Пибоди вышла из поезда метро и подавила зевок. На часах еще не было одиннадцати, но она буквально валилась с ног. Слава богу, она хоть не была голодна: Фини с удовольствием согласился сделать перерыв на ужин. Ее желудок был приятно полон рагу из цыпленка — по крайней мере, так это называлось в меню, и ей не хотелось даже гадать, что там еще намешано, кроме цыпленка. Рагу в ярко-желтом соусе оказалось просто божественным на вкус.
Во всем остальном они результата не добились, но такова уж жизнь полицейского.
Поднимаясь по ступеням на улицу, Пибоди вытащила свой сотовый телефон.

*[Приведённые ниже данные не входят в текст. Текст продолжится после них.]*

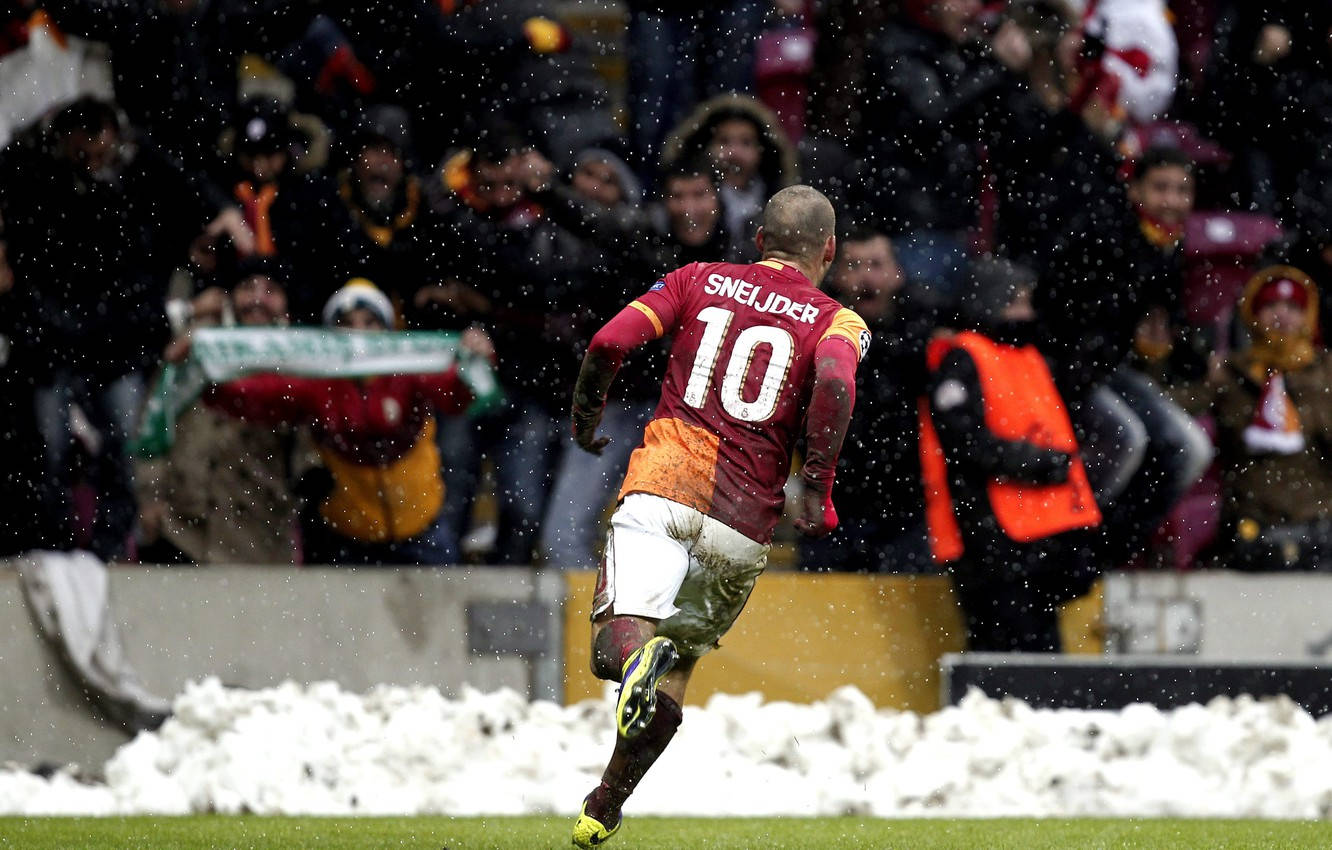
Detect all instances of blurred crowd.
[0,0,1332,645]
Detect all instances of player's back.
[621,260,868,542]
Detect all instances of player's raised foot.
[615,637,679,738]
[574,787,622,847]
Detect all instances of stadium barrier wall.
[943,653,1332,717]
[0,566,565,767]
[563,572,1102,711]
[0,562,1100,769]
[1104,570,1332,662]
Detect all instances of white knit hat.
[324,277,394,329]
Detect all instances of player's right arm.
[573,266,691,454]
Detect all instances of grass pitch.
[0,815,1332,850]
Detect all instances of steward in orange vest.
[919,260,1100,651]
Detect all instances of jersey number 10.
[685,306,795,422]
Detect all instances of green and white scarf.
[132,328,503,458]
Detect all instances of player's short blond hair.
[763,185,836,260]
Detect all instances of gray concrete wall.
[0,566,563,769]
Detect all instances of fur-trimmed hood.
[662,93,801,193]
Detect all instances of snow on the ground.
[0,679,1332,818]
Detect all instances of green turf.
[0,815,1332,850]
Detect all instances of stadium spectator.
[189,97,329,286]
[639,154,745,274]
[1036,148,1212,562]
[205,280,492,565]
[573,187,870,847]
[41,0,308,173]
[305,0,580,163]
[1192,265,1332,570]
[274,107,456,322]
[854,0,1031,293]
[920,260,1100,653]
[1195,0,1332,222]
[625,0,772,184]
[662,95,799,254]
[1062,0,1179,124]
[538,148,665,568]
[0,215,48,557]
[135,258,296,564]
[3,99,250,560]
[432,134,575,564]
[799,229,940,573]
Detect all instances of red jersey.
[619,260,870,544]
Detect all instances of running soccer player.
[573,185,870,847]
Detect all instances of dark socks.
[587,690,683,829]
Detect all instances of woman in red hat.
[1203,265,1332,570]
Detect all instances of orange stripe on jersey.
[619,418,719,513]
[819,306,870,358]
[629,301,666,336]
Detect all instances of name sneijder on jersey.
[703,274,819,325]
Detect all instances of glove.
[573,404,610,454]
[793,484,836,537]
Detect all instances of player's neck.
[759,253,819,285]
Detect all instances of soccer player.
[573,185,870,847]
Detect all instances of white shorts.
[591,493,769,657]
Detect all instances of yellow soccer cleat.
[574,799,621,849]
[615,637,679,738]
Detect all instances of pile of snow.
[0,679,1332,818]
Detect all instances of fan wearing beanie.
[1189,265,1332,570]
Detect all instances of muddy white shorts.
[591,493,769,655]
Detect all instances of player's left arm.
[794,310,870,537]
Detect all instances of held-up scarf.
[131,328,503,458]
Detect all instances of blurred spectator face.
[473,153,522,209]
[61,127,120,179]
[354,145,405,213]
[1255,298,1305,336]
[337,306,388,330]
[833,236,903,320]
[1128,165,1193,226]
[240,151,289,183]
[571,160,625,207]
[232,274,286,326]
[930,0,982,41]
[709,119,763,188]
[663,175,721,246]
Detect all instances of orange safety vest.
[919,332,1100,564]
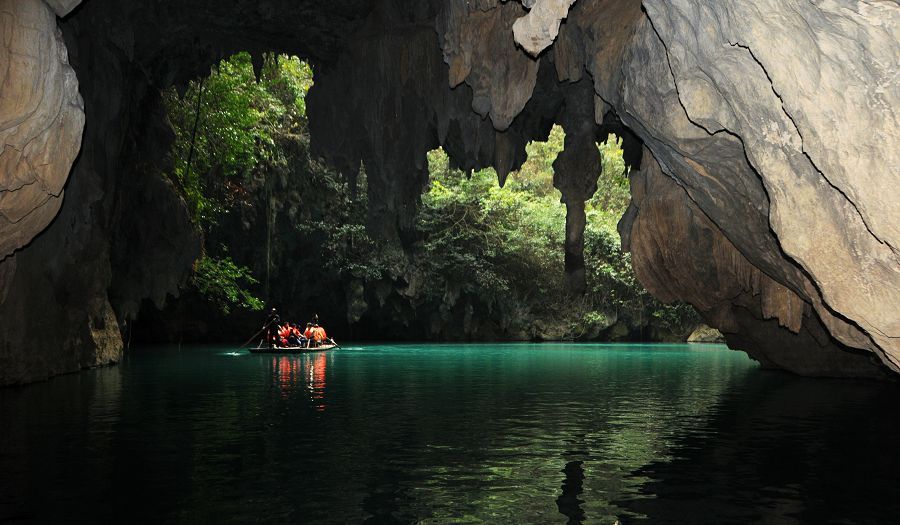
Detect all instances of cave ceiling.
[0,0,900,384]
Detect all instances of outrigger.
[250,339,340,354]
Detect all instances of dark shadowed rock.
[0,0,900,382]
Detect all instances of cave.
[0,0,900,384]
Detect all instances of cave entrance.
[129,46,696,340]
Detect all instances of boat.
[250,341,340,354]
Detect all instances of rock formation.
[0,0,900,382]
[0,0,84,262]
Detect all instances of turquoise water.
[0,344,900,524]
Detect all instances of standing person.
[303,323,314,348]
[313,324,328,346]
[263,308,281,347]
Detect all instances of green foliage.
[417,150,565,308]
[163,53,312,313]
[588,133,631,220]
[191,255,264,314]
[165,53,692,338]
[164,53,312,223]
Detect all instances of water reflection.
[271,352,328,412]
[618,373,900,524]
[7,345,900,525]
[556,461,584,525]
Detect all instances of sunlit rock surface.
[0,0,84,260]
[0,0,900,382]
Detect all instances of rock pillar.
[553,81,602,295]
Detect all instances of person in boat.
[278,323,291,346]
[288,323,303,346]
[263,308,281,346]
[313,323,328,346]
[303,323,314,347]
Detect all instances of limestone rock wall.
[439,0,900,375]
[0,0,84,262]
[610,2,900,370]
[0,0,900,382]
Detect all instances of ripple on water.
[0,344,900,524]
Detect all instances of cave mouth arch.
[134,45,687,342]
[0,0,900,383]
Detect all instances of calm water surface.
[0,344,900,525]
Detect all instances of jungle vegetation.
[155,53,699,340]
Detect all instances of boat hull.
[250,344,337,354]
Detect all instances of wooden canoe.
[250,343,337,354]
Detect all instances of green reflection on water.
[7,344,756,523]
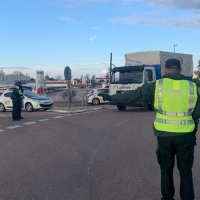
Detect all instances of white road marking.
[7,125,21,129]
[52,116,64,119]
[23,122,36,125]
[116,119,130,126]
[38,119,49,122]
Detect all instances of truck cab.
[110,65,161,110]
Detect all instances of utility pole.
[174,44,177,53]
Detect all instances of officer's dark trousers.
[156,133,195,200]
[12,101,20,120]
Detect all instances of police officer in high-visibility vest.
[99,59,200,200]
[18,82,24,119]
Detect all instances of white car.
[0,90,53,112]
[87,88,109,105]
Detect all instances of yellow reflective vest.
[154,78,197,133]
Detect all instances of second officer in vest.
[99,59,200,200]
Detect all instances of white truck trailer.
[110,51,193,110]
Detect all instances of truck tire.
[117,105,126,111]
[147,103,155,111]
[92,98,100,105]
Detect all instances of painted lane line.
[52,116,64,119]
[23,122,36,125]
[116,119,130,126]
[38,119,49,122]
[7,125,21,129]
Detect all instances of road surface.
[0,105,200,200]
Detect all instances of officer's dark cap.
[165,58,181,69]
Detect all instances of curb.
[48,107,104,114]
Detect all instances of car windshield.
[23,90,40,98]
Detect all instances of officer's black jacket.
[111,73,200,136]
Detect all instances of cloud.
[89,26,99,30]
[136,0,200,9]
[89,35,98,42]
[108,13,200,28]
[58,0,200,9]
[58,17,84,25]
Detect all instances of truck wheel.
[0,103,6,112]
[147,103,155,111]
[117,105,126,111]
[92,98,100,105]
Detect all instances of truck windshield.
[112,70,143,83]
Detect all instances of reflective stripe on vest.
[154,78,197,133]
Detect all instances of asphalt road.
[0,105,200,200]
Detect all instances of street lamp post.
[102,63,109,70]
[174,44,177,53]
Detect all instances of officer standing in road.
[99,59,200,200]
[11,83,21,121]
[18,82,24,119]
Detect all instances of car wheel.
[92,98,100,105]
[25,103,33,112]
[0,103,6,112]
[117,105,126,111]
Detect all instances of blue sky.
[0,0,200,78]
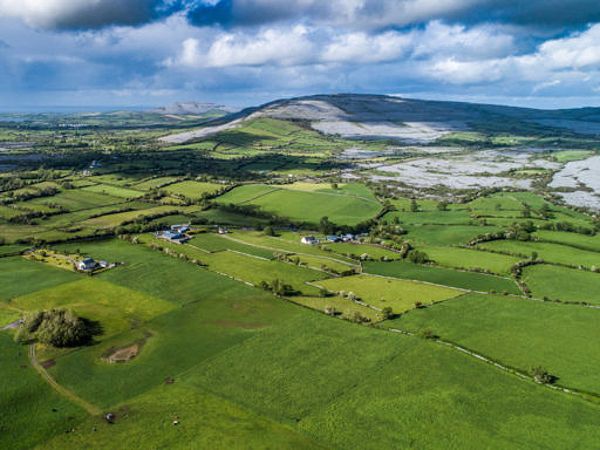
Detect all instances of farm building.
[300,236,319,245]
[76,258,98,272]
[171,225,190,234]
[158,230,190,244]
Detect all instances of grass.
[0,332,84,449]
[325,242,400,259]
[50,283,298,408]
[81,184,144,199]
[535,230,600,252]
[83,205,177,228]
[478,240,600,267]
[316,275,462,314]
[27,189,123,211]
[11,277,174,339]
[218,185,381,225]
[384,210,474,225]
[418,245,522,275]
[189,233,273,259]
[185,314,600,449]
[162,181,224,199]
[523,265,600,305]
[289,296,382,323]
[55,239,251,305]
[363,261,521,295]
[0,256,81,301]
[406,225,501,245]
[44,382,321,450]
[390,294,600,394]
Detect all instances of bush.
[17,309,99,347]
[531,366,557,384]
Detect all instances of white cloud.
[320,31,413,63]
[0,0,160,28]
[166,25,314,68]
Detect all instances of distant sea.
[0,105,156,114]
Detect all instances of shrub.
[15,309,100,347]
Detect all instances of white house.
[300,236,319,245]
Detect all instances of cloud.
[0,0,169,29]
[188,0,600,29]
[166,25,313,67]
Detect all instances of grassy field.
[389,294,600,394]
[218,185,381,225]
[316,275,462,314]
[478,241,600,267]
[534,230,600,252]
[10,277,174,339]
[0,332,84,449]
[50,286,298,407]
[186,315,598,449]
[189,233,273,259]
[325,242,400,259]
[363,261,521,295]
[406,225,501,245]
[162,181,224,199]
[289,296,383,323]
[0,256,81,302]
[418,245,522,275]
[523,264,600,305]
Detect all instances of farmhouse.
[171,225,190,234]
[300,236,319,245]
[158,230,190,244]
[76,258,98,272]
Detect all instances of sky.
[0,0,600,111]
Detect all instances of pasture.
[523,264,600,305]
[162,181,225,199]
[363,261,521,295]
[389,294,600,394]
[418,245,522,275]
[478,240,600,268]
[315,275,463,314]
[217,185,381,225]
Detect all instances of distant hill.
[151,102,236,115]
[161,94,600,143]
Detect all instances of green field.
[81,184,144,199]
[217,185,381,225]
[418,245,522,275]
[0,256,81,302]
[363,261,521,295]
[523,264,600,305]
[389,294,600,394]
[535,230,600,252]
[162,181,225,199]
[316,275,463,314]
[10,277,174,339]
[406,225,501,245]
[0,110,600,450]
[189,233,273,259]
[478,241,600,268]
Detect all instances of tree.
[410,198,419,212]
[381,306,394,320]
[319,216,335,234]
[531,366,557,384]
[18,309,100,347]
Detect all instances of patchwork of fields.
[0,166,600,450]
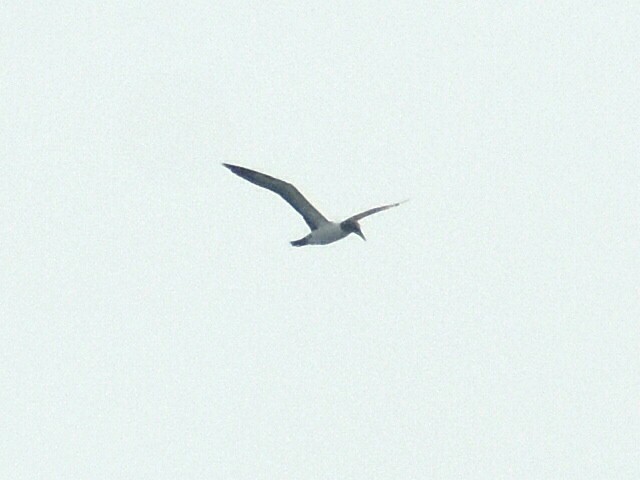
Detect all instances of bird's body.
[223,163,402,247]
[292,222,351,247]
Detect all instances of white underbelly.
[309,222,347,245]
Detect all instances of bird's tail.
[291,235,309,247]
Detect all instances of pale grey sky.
[0,0,640,480]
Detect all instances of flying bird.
[223,163,406,247]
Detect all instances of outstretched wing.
[223,163,328,230]
[349,200,407,222]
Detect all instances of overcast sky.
[0,0,640,480]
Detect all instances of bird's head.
[340,219,366,240]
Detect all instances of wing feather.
[223,163,328,230]
[349,200,407,222]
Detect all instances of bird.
[222,163,406,247]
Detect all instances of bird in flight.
[222,163,406,247]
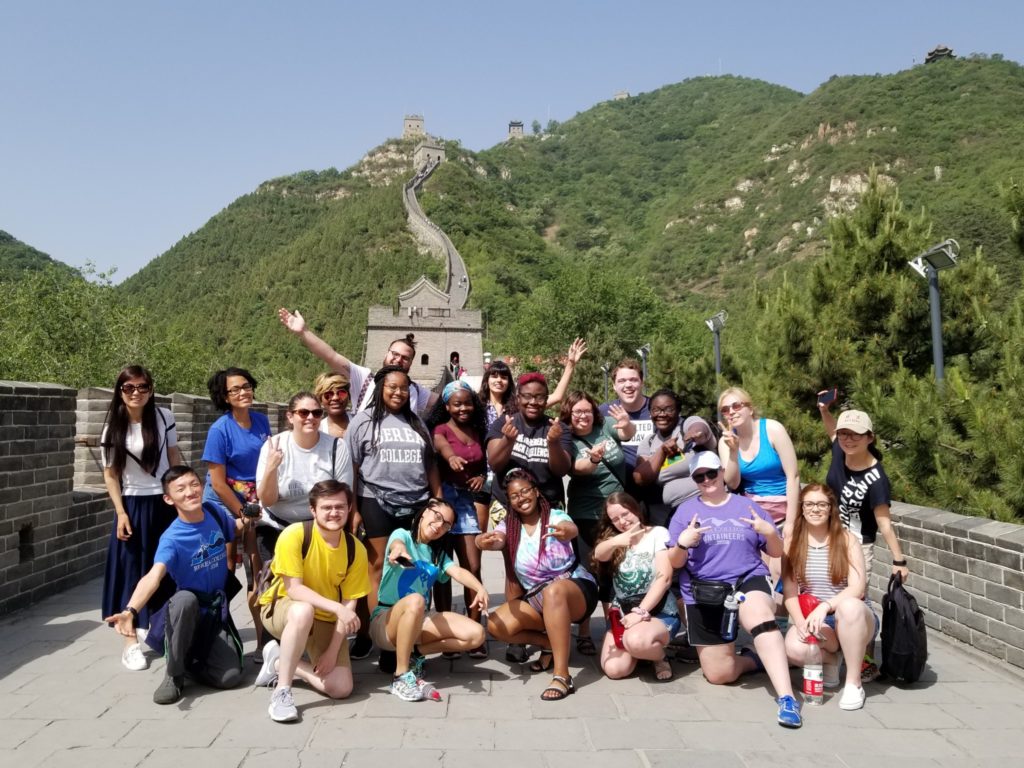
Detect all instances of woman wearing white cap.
[818,404,909,581]
[669,451,803,728]
[818,403,910,683]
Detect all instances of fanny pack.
[686,566,757,605]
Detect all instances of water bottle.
[722,592,745,643]
[804,635,824,706]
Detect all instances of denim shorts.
[441,482,482,536]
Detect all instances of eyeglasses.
[721,402,751,416]
[804,502,831,512]
[690,469,718,485]
[430,509,453,534]
[509,488,537,502]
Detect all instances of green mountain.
[0,229,78,281]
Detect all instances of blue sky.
[0,0,1024,280]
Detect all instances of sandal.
[652,657,673,683]
[466,641,487,658]
[529,650,555,672]
[577,635,597,656]
[541,675,575,701]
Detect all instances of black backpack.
[882,573,928,683]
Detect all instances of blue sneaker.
[778,696,804,728]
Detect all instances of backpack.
[255,520,355,618]
[881,573,928,683]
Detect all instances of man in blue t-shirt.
[103,466,242,705]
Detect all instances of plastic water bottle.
[804,635,824,706]
[722,592,745,643]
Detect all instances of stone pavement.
[0,553,1024,768]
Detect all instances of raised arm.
[278,307,352,377]
[548,339,587,408]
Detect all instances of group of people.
[101,309,906,727]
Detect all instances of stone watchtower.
[401,115,427,138]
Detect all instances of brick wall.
[870,503,1024,668]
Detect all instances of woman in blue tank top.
[718,387,800,528]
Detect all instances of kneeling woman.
[594,493,679,681]
[370,499,487,701]
[669,451,803,728]
[782,482,878,710]
[476,469,597,701]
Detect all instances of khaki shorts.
[370,608,394,650]
[259,597,352,667]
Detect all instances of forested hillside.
[6,56,1024,517]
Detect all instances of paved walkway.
[0,553,1024,768]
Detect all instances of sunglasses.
[722,402,751,416]
[690,469,718,485]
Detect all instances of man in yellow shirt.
[256,480,370,723]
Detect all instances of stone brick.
[971,595,1006,622]
[971,632,1007,660]
[985,583,1021,608]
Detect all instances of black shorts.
[358,496,413,539]
[686,575,772,645]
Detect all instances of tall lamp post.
[705,309,729,380]
[907,238,959,387]
[637,344,650,381]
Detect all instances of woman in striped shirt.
[782,483,878,710]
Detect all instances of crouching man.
[104,465,242,705]
[256,480,370,723]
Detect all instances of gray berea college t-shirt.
[345,411,433,506]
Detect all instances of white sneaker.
[821,664,840,690]
[266,688,299,723]
[256,640,291,688]
[121,643,150,672]
[839,684,864,712]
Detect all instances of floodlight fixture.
[907,238,959,388]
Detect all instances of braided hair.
[502,467,551,586]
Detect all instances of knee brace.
[751,622,781,637]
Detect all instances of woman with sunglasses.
[99,366,181,672]
[256,392,352,640]
[718,387,800,532]
[313,374,351,437]
[593,493,680,682]
[203,368,270,662]
[427,379,487,658]
[669,451,803,728]
[345,366,441,656]
[782,482,878,710]
[476,468,597,701]
[370,499,487,701]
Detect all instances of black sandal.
[529,650,555,672]
[541,675,575,701]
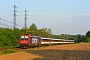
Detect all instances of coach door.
[32,38,38,43]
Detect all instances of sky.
[0,0,90,35]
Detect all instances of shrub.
[4,49,16,54]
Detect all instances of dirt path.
[0,44,90,60]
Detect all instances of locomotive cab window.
[21,36,28,40]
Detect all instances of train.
[19,34,74,48]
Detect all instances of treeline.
[0,23,90,47]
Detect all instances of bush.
[49,44,53,46]
[4,49,16,54]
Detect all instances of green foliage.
[49,44,53,46]
[28,23,38,36]
[3,49,16,54]
[86,30,90,43]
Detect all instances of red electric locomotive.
[19,34,41,48]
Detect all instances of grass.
[0,49,16,55]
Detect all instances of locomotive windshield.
[21,36,28,40]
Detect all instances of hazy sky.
[0,0,90,34]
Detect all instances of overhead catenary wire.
[0,18,24,28]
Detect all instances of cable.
[0,18,24,27]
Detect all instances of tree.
[86,30,90,42]
[28,23,38,36]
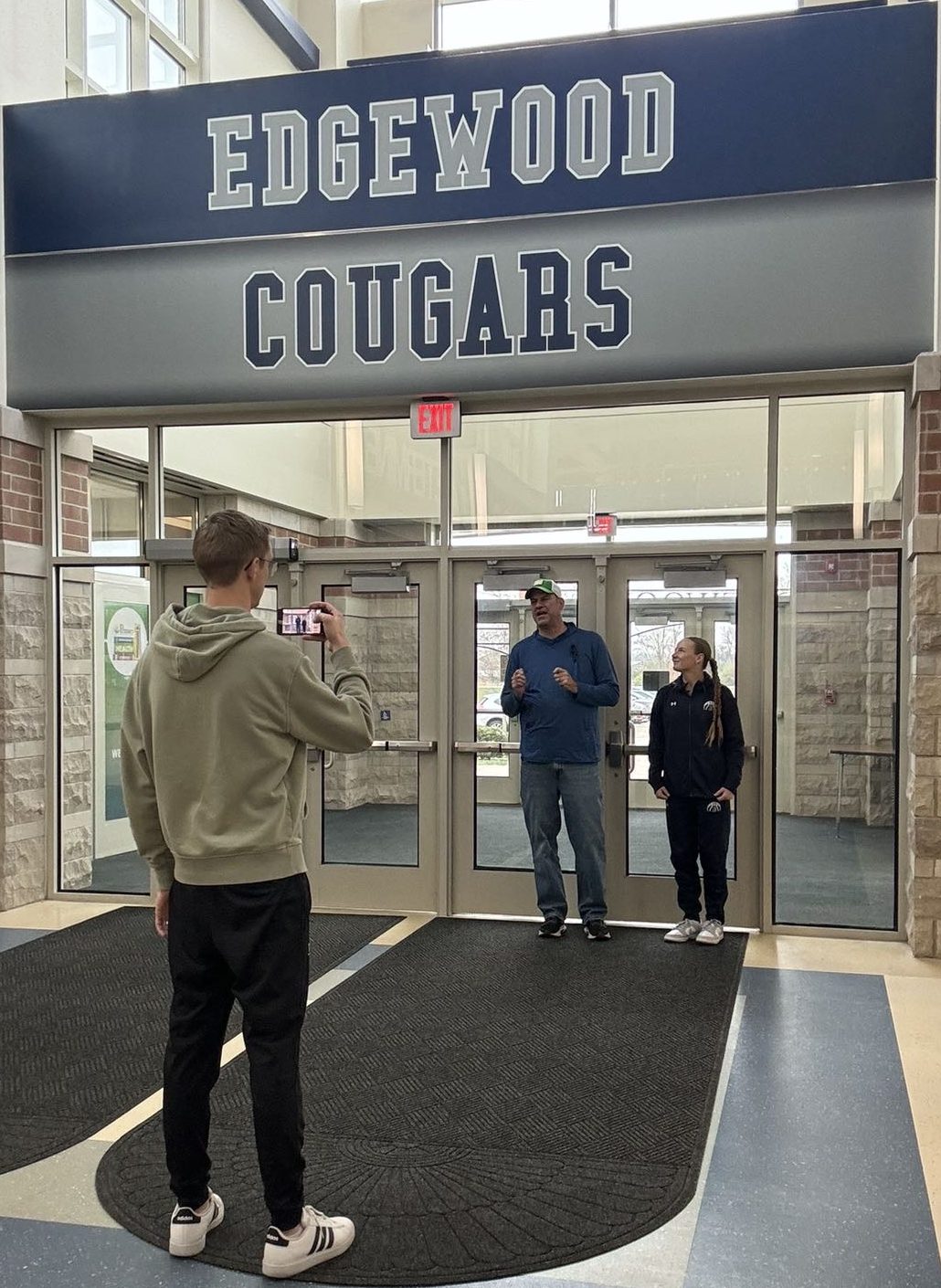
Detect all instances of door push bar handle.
[454,742,520,756]
[373,738,437,751]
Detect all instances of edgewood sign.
[4,3,936,408]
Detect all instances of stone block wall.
[59,579,94,890]
[782,553,898,826]
[0,573,47,911]
[0,407,48,912]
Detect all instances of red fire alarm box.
[587,512,618,537]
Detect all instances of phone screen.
[277,608,323,639]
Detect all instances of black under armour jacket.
[649,675,745,796]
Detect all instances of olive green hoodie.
[122,604,373,890]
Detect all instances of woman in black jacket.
[650,637,745,945]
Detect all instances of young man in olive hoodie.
[122,510,373,1279]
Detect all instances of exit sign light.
[411,398,460,438]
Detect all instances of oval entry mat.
[97,920,746,1288]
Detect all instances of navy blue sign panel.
[4,3,936,255]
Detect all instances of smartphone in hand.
[277,608,323,641]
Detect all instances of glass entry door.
[297,559,442,912]
[605,555,762,926]
[451,558,605,917]
[451,555,762,926]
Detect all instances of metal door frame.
[302,550,448,913]
[449,549,605,918]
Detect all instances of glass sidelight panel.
[452,399,768,546]
[164,420,441,546]
[323,751,418,868]
[777,392,904,543]
[474,573,579,872]
[322,585,420,867]
[774,551,900,930]
[627,573,738,879]
[58,568,151,894]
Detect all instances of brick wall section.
[915,392,941,514]
[903,381,941,957]
[794,553,866,594]
[62,456,91,555]
[0,438,43,546]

— Ну, наконец-то! — раздался в трубке голос Макнаба. — Едешь домой?
— Сейчас буду, я уже в двух кварталах. Мы обошли кучу адресов, но все мимо.
— Не повезло, значит. Да, бывает.
— И не говори. Ну как, успел еще что-нибудь упаковать?
— Детка, как только войдешь в двери, ты подаришь мне самый большой и горячий поцелуй! Все упаковано, и мы можем выметаться отсюда. С песнями и плясками.
— Честно? Честно-честно?! Умница! Но там же еще много оставалось, ты, должно быть, пахал, как зверь.
— Ну, я предвкушал мою большую горячую награду.